For the general practitioner confused about his or her role, the key is to be aware of the controversy and to recognize the limitations of the screening tool in the particular population to which it is being applied. The practitioner should remember that screening tools are just that - for screening purposes - and should not take the place of clinical regarding the need for additional ancillary testing in the proper clinical scenario. At the same time, it is imperative that the general practitioner advocate for (and, if possible, participate in) population-based studies to address the utility of these screening programs.
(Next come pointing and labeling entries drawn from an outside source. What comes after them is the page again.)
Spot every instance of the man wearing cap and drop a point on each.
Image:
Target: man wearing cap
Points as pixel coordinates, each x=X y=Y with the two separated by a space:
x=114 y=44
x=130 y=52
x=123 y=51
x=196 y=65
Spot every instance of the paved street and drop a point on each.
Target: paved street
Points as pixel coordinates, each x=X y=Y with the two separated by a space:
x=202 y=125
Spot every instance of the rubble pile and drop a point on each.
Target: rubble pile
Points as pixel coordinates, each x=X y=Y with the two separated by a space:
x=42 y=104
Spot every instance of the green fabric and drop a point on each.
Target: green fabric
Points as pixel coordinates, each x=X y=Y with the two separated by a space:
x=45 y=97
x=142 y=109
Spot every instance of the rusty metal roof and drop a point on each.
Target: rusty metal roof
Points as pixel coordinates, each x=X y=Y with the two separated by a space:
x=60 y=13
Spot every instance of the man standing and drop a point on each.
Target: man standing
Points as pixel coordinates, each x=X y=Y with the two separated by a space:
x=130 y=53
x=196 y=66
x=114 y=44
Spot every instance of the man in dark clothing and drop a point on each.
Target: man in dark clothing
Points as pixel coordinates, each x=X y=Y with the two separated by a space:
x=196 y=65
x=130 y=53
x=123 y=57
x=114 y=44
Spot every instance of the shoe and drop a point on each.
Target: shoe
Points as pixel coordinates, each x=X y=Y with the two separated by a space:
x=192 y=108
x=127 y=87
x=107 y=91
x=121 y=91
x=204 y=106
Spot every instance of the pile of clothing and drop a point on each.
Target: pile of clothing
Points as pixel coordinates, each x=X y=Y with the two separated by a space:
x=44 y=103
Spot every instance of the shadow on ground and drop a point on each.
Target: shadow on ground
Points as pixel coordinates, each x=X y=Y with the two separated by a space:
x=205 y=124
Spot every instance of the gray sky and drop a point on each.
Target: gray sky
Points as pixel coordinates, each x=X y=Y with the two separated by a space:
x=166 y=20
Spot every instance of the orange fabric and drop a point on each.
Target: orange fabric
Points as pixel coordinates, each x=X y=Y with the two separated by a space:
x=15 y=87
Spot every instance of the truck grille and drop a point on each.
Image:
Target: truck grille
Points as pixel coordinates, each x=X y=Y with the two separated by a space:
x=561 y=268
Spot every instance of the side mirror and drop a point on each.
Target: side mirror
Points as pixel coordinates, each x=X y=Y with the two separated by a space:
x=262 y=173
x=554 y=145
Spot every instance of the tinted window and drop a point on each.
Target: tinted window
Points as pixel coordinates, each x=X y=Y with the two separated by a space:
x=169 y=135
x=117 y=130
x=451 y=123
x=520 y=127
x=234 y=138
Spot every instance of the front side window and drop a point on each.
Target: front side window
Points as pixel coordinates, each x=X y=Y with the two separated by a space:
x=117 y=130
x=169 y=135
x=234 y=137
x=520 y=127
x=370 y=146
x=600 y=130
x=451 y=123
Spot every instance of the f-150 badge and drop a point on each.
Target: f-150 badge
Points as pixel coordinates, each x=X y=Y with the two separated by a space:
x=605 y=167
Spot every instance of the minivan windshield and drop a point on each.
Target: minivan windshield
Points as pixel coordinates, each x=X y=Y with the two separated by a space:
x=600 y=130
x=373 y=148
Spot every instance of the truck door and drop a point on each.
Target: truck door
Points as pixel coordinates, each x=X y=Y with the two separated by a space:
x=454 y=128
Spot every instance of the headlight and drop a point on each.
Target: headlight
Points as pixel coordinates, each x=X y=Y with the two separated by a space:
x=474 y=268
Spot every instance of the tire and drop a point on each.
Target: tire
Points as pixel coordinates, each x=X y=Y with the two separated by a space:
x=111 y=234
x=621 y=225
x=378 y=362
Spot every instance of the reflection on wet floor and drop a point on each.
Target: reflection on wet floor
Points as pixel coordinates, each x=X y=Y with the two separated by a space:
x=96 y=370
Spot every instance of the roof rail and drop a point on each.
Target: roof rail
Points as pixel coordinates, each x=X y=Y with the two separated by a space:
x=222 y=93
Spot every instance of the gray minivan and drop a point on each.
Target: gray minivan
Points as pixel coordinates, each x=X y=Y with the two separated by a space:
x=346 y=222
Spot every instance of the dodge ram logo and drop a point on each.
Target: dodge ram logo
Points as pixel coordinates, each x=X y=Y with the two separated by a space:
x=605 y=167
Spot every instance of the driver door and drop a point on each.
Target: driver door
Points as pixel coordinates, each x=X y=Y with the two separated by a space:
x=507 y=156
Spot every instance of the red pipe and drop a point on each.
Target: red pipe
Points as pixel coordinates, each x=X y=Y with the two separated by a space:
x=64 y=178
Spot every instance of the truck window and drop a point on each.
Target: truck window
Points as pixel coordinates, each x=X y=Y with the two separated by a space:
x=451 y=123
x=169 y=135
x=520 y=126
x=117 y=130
The general pediatrician remains the key to the timely recognition and treatment of cardiovascular disorders, particularly those that present acutely and may require immediate attention. In the evaluation of these cardiovascular urgencies, ancillary studies such as the electrocardiogram continue to be important, readily available tools that can aide in the diagnostic process. It is thus incumbent on the general practitioner to foster the skill necessary to employ such tools reliably, particularly in the setting of urgent evaluations. At the same time, recognition of the limitations of such testing will help both in the acute setting and in the understanding of their application in population settings.